The Federal Reserve says that greater progress has been made in reducing inflation to its 2% target
WASHINGTON — The Federal Reserve said Wednesday that greater progress has been made in reducing inflation to its 2% target, a sign that the central bank is moving closer toward cutting its key interest rate for the first time in four years.
In a statement issued after it concluded its two-day meeting, the Fed also said that “job gains have moderated” and acknowledged that the unemployment rate has risen.
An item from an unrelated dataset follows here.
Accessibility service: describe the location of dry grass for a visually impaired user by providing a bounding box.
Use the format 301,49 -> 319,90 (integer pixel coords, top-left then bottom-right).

The Fed is required by Congress to pursue stable prices and maximum employment, and the statement said the central bank is “attentive to the risks” to both goals, a major shift after several years of focusing exclusively on combatting inflation.
A greater focus on the employment half of the Fed's mandate, along with cooling inflation, would support the case for a rate cut by the Fed at an upcoming meeting, perhaps as soon as September.
Fed policymakers also chose to keep their key rate at a 23-year high of 5.3%, even as many Democratic elected officials and some economists have pushed for lower rates to bolster the economy and prevent job cuts. Republicans, including former President Donald Trump, have argued that a rate cut before the election would appear politically motivated.
Before the Fed's decision, financial market traders had priced in 100% odds that the central bank will reduce its benchmark rate at its Sept. 17-18 meeting, according to futures markets. The Fed typically seeks to avoid surprising investors with its rate decisions.
Wall Street rallied on Wednesday, driven in part by bullish views on the direction of U.S. interest rates. The S&P 500 was up almost 2% following the Fed's statement.